The Mental Model
If you’ve operated Airflow, cron jobs, or Jenkins pipelines, Argo Workflows will feel familiar. Each step in a pipeline is a container. Dependencies between steps form a DAG. Argo schedules, executes, retries, and archives the results.
The key difference: Argo is Kubernetes-native. Each step is a Kubernetes Pod. That means you get all of Kubernetes — resource limits, GPU scheduling, node affinity, service accounts — for free.

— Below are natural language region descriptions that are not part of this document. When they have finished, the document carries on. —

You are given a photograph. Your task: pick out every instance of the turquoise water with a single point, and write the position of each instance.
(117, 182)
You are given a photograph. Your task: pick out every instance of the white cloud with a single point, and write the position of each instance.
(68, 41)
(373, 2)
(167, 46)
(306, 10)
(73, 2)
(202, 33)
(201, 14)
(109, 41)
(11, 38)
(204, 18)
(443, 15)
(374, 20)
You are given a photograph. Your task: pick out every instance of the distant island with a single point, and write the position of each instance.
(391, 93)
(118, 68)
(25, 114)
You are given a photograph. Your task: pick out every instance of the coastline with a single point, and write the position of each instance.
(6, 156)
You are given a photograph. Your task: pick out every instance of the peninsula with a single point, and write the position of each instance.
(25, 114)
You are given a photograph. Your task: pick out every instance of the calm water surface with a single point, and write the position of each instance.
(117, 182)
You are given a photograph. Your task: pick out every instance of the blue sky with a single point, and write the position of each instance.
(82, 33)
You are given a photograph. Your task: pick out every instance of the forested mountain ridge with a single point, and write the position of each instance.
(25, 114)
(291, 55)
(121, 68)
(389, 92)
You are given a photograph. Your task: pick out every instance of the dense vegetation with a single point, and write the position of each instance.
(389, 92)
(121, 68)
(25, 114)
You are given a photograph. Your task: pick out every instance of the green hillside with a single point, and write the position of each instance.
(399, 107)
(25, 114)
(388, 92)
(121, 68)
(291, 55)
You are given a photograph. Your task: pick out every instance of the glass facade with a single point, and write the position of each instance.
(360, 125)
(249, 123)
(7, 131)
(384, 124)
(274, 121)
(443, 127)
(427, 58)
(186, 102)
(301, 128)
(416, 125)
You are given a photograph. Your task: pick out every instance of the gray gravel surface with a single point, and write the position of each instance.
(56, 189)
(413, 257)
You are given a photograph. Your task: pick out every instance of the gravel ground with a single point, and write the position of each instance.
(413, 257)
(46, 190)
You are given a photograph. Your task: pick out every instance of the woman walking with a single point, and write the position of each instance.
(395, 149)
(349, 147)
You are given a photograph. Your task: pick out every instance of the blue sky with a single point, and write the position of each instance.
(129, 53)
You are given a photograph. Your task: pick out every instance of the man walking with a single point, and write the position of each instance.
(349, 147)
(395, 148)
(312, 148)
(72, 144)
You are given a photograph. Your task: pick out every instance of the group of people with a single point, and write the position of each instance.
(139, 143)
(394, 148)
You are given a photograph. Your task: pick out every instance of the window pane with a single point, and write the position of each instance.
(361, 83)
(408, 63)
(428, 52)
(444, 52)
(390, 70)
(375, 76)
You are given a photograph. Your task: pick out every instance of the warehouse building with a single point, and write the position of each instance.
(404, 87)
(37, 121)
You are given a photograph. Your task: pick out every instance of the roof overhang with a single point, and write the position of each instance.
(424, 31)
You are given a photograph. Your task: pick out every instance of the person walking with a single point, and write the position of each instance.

A Simple Training Pipeline
apiVersion: argoproj.io/v1alpha1
kind: Workflow
metadata:
name: train-model
spec:
entrypoint: pipeline
templates:
- name: pipeline
dag:
tasks:
- name: preprocess
template: preprocess-data
- name: train
template: train-model
dependencies: [preprocess]
- name: evaluate
template: evaluate-model
dependencies: [train]
- name: register
template: register-model
dependencies: [evaluate]
when: "{{tasks.evaluate.outputs.parameters.accuracy}} > 0.90"
The when condition on the register step is the interesting part — it implements a quality gate. Models that don’t hit the accuracy threshold never get registered, and therefore never get deployed.
Parameterized Workflows
For hyperparameter search, you can combine Argo Workflows with Argo’s withItems to fan out training runs in parallel:
- name: hyperparameter-search
dag:
tasks:
- name: train-{{item.lr}}-{{item.batch}}
template: train-model
arguments:
parameters:
- name: learning-rate
value: "{{item.lr}}"
- name: batch-size
value: "{{item.batch}}"
withItems:
- { lr: "0.001", batch: "32" }
- { lr: "0.001", batch: "64" }
- { lr: "0.0001", batch: "32" }
Comparing to Airflow
Argo Workflows wins on Kubernetes-nativeness: no Python DAG code to maintain, no Airflow scheduler, no separate metadata database. The trade-off is that complex Python-native orchestration logic is less ergonomic — Argo YAML can get verbose for deeply conditional logic.
For an MLOps platform that’s already Kubernetes-first, Argo is the right choice.